Страница 21 из 52
Вместо ответа замявшийся фон Ронин лишь глубоко поклонился – а кесарь обратился уже к оставшимся офицерам:
- Господа! Я знаю, что вы многое свершили на поле брани, а также доблестно сражались во главе собственных эскадронов. Я могу закрыть глаза на то, что под вашим началом еще нет рейтарских рот и выдать вам патенты на звание ротмистров – но все с тем же условием: вы остаетесь на Руси. Если да, с меня и патенты, и чуть меньшие, нежели у полковника, земельные наделы, и дворянские звания. Если нет – я попрошу вас сложить с себя полномочия командиров эскадронов на кого-то из русских по происхождению рейтар… Тем не менее, жалование ротмистров я сохраню за вами до самого окончания кампании.

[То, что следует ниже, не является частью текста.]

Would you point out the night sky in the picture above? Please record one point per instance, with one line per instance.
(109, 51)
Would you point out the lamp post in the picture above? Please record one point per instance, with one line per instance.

Оба офицера поклонились, после чего рыжий честно ответил:
- Великий князь! Не знаю за Тапани, но я друг Себастьяна и последую за ним, куда бы он не отправился – и где бы ни остался.
Крупный, широкоплечий финн тотчас добавил:
- Я также!
Михаил Васильевич, немного помолчав, вновь согласно кивнул:
- Что же господа, выбор за вами, все условия я уже озвучил. Добавлю лишь, что я лично буду рад, если бы вы останитесь… Но насильно держать не буду. Господин полковник! Прошу принять полк под свое начало – уже вскоре вы получите боевую задачу; как вы уже знаете, король Сигизмунд выступил из-под Смоленска на Москву, и битый нами Сапега тотчас взбодрился. Если допустить их объединение… Лучше даже о том не думать; мыслю я, что все же сумею разбить наших врагов по отдельности.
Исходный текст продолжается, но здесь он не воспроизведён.